Nestle who make SMA say it's misleading to compare the price with cow's milk as they're not comparable products and children would need to take multivitamins with cow's milk to achieve the same level of nutrition. They all say their product provides more iron than cow's milk and that's important as 30% or small children may not have enough iron in their diet. They acknowledge that their products do have higher levels of sugar than cow's milk. But they point out that their product contains less protein - which they say is a good thing because high levels of protein is now being linked to childhood obesity. They don't deny that the formula is lower in calcuim, but they say that the Vitamin D in toddler milk helps children absorb the mineral.
Cow & Gate and Aptamil told us they pride themselves on offering the very best nutrition products tailored to meet the needs of children and Mums, as well as complying with strict legal standards. They say “The product’s price reflects its more complex nutritional make-up, in comparison with ordinary cows’ milk. Your figures do not take account of the cost of the vitamin supplements that are needed by children under 5 on cows’ milk, nor the typical milk purchasing pattern of families with young children….Our powder product thus compares favourably in price against cows’ milk plus multivitamins…our toddler milks do not contain any added sugar; they contain 100% lactose, the sugar naturally found in cows’ milk….Toddler milks contain less fat (and specifically less saturated fat) than cows’ milk... Toddler milks also contain around half the amount of protein than cows’ milk; and there is emerging evidence to support a reduction of protein in young children’s diets to prevent childhood obesity.
In a statement HiPP Organic told us that growing up milks can have a useful role to play in specific situations. The company statement says, “We believe that using growing up milks can help to increase intake of those other nutrients that are not so widely available in the UK diet, for example vitamin D and omega 3 fatty acids…. Cows’ milk contains less ‘sugar’ (lactose, which is milk sugar which occurs naturally in all cows’ milk products) than our growing up milk.

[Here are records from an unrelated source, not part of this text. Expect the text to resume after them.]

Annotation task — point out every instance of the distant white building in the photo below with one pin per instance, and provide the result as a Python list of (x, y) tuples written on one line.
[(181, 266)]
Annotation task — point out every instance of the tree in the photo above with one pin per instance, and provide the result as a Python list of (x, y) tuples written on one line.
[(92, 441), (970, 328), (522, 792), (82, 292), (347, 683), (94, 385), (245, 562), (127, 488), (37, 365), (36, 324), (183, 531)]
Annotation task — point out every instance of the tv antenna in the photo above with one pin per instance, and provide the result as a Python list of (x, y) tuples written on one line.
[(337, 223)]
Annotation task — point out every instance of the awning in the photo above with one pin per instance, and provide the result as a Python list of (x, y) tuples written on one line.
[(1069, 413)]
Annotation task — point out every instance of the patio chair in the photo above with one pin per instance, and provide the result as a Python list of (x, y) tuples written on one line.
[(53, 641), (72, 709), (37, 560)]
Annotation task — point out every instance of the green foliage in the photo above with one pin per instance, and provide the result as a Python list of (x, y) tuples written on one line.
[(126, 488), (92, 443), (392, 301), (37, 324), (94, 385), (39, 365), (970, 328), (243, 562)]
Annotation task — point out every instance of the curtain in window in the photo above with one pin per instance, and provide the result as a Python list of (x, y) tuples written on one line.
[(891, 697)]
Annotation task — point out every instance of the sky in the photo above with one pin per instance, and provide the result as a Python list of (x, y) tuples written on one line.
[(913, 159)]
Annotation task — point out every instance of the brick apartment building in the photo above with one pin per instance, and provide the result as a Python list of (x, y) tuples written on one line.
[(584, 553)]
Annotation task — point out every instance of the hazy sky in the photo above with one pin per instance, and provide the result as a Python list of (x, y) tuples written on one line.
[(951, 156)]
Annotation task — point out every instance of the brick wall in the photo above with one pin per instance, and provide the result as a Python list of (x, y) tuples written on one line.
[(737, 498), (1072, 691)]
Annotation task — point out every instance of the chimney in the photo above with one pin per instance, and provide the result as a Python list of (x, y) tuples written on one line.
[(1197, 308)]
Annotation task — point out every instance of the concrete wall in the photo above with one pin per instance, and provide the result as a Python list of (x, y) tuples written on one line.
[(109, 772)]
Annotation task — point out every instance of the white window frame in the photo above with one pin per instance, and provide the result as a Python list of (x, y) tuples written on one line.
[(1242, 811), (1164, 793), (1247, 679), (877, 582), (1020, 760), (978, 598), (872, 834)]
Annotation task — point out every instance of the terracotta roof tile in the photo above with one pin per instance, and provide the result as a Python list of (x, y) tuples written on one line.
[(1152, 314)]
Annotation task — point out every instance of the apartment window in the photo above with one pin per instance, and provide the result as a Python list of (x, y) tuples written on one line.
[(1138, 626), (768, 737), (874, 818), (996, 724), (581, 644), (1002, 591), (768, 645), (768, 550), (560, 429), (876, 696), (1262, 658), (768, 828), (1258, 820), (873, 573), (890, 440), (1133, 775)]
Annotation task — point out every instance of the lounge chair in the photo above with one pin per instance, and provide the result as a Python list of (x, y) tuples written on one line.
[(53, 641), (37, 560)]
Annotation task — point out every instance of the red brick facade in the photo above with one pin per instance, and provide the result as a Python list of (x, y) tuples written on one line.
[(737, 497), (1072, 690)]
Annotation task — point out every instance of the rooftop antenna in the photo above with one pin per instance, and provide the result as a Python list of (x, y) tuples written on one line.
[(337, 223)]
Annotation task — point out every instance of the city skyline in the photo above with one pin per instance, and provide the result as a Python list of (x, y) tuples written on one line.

This is because we have significantly reduced the protein and fat content compared to those in whole cows’ milk due to the evidence that a higher protein intake is linked to a higher risk of obesity… Our growing up milk contains less calcium that whole cows’ milk, but it is nonetheless a very useful source of calcium in the diet….We refer to growing up milk as being nutritionally superior to cows’ milk because it has higher levels of iron and other important vitamins and minerals such as vitamin D, which are an important part of the diet for children of this age.”